Cuando era pequeño me llevaron dos o
tres veces, para celebrar Pésaj o Año Nuevo, al estudio fotográfico de Edi
Rogoznik, en la playa Bugrashov de Tel Aviv. En el estudio había un hombre
musculoso, un gigante pintado y recortado en cartón cuya espalda estaba sujeta
por dos postes, un diminuto bañador se ajustaba a sus lomos de toro, y tenía
montañas de músculos y un formidable pecho velludo y bronceado. Ese gigante de
cartón tenía un agujero en lugar de cara y detrás había un taburete con
peldaños. Edi Rogoznik te mandaba que te pusieses detrás del héroe, que subieses
dos peldaños del taburete, que sacaras tu pequeña cabeza hacia la cámara de
fotos a través del agujero de la cabeza de ese Hércules, te pedía que no te
movieses ni pestañeases, y apretaba el botón. Al cabo de diez días íbamos a por
las fotos, en las que mi cara pequeña, pálida y seria se erguía sobre el cuello
de toro lleno de marcados tendones, rodeada por los rizos de Sansón, unida a
los hombros de Atlas, al pecho de Héctor, a los brazos de Coloso.
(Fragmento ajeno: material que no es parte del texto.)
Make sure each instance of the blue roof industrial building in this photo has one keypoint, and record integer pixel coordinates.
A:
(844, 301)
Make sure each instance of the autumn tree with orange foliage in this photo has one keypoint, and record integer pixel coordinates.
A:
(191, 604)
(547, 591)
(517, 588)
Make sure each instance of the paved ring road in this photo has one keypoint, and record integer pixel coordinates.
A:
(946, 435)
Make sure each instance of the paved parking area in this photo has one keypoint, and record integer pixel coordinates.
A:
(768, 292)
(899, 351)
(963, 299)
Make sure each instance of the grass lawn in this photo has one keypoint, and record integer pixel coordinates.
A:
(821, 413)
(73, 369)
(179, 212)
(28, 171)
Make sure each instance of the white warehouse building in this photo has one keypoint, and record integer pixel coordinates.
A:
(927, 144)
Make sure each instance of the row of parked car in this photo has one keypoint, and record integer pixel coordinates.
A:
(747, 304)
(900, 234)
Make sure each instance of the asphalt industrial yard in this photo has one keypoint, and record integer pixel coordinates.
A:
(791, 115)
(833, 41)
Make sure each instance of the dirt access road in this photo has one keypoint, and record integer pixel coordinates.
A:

Llegados a este punto es posible que el improbable
lector de estas líneas se pregunte: ¿qué tiene que ver la literatura con aquel
gigante de cartón? Amos Oz lo deja en claro. “Pues bien, toda buena obra
literaria nos invita de hecho a sacar la cabeza por alguna de las criaturas de
Edi Rogoznik; en vez de intentar sacar por allí la cabeza del escritor, como
hace el lector banal, tal vez convenga sacar la propia cabeza por el agujero y
ver lo que pasa.” Y vaya que, siempre siguiendo la huella de Amos Oz, pasan
cosas muy interesantes.
Es decir: el espacio que el buen lector
prefiere labrar durante la lectura de una obra literaria no es el terreno que
está entre lo escrito y el escritor sino el que está entre lo escrito y tú
mismo. En vez de preguntar: “Cuando Dostoievski era estudiante, ¿de verdad asesinó
y robó a ancianas viudas?”, prueba tú, lector, a ponerte en el lugar de
Raskolnikov para sentir en tus carnes el terror, la desesperación y la
perniciosa miseria mezclada con arrogancia napoleónica, el delirio de grandeza,
la fiebre del hambre, la soledad, el deseo, el cansancio y la añoranza de la
muerte, para hacer una comparación (cuyo resultado se mantendrá en secreto) no
entre el personaje del relato y los distintos escándalos en la vida del escritor,
sino entre el personaje del relato y tu yo secreto, peligroso, desdichado, loco
y criminal, esa terrible criatura que encierras siempre en lo más profundo de
tu mazmorra más oscura para que nadie pueda adivinar jamás la esencia de tu
existencia, ni tus padres, ni tus seres queridos, no sea que se aparten de ti
con espanto igual que se huye ante un monstruo. Mira, cuando lees la historia
de Raskolnikov, siempre que no seas un lector chismoso sino un buen lector,
puedes interiorizar a ese Raskolnikov, introducido en tus sótanos, en tus
oscuros laberintos, tras las rejas y en la mazmorra, para que se encuentre allí
con tus monstruos más vergonzosos y abominables y podrás compararlos con los de
Dostoievski; los monstruos de la vida cotidiana no los podrás comparar nunca
con nada pues tú nunca se los mostrarás a ningún ser humano, ni siquiera en voz
baja, en la cama, al oído de quien se acuesta contigo por las noches, no sea
que en ese mismo instante coja la sábana espantado, se cubra con ella y huya de
ti gritando de terror.
Así podría Raskolnikov endulzar algo la
vergüenza y la soledad de la mazmorra a la que todos nos esforzamos en condenar
a nuestro prisionero interior de por vida.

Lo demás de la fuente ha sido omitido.